With 19.01 percent, Rixi Moncada of the ruling leftist LIBRE Party was significantly ahead.
The CNE believed that the outcome was still too early.
Even if the candidate has the fewest votes or does not have an absolute majority, the candidate with the most votes wins.
The counting of votes on Sunday was a contentious affair due to technical difficulties.
Voting was resumed by the CNE on Wednesday, with members of the electoral council blaming the organization behind the tabulating platform for the inconveniences.

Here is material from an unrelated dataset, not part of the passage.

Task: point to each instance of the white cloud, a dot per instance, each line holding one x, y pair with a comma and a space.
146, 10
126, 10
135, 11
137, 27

Cossette Lopez-Osorio, a CNE official, claimed the most recent counting halt was the result of system maintenance that was performed without proper notice and that she found it “inexcusable.”
Despite the issues, 72-year-old television presenter Nasralla remained confident despite the difficulties.
On X, he wrote, “We’re going to win, either way.”
As the final votes are counted, election observers from the Organization of American States, the Organization of the European Union, and Honduras’ electoral authority have urged calm and patience.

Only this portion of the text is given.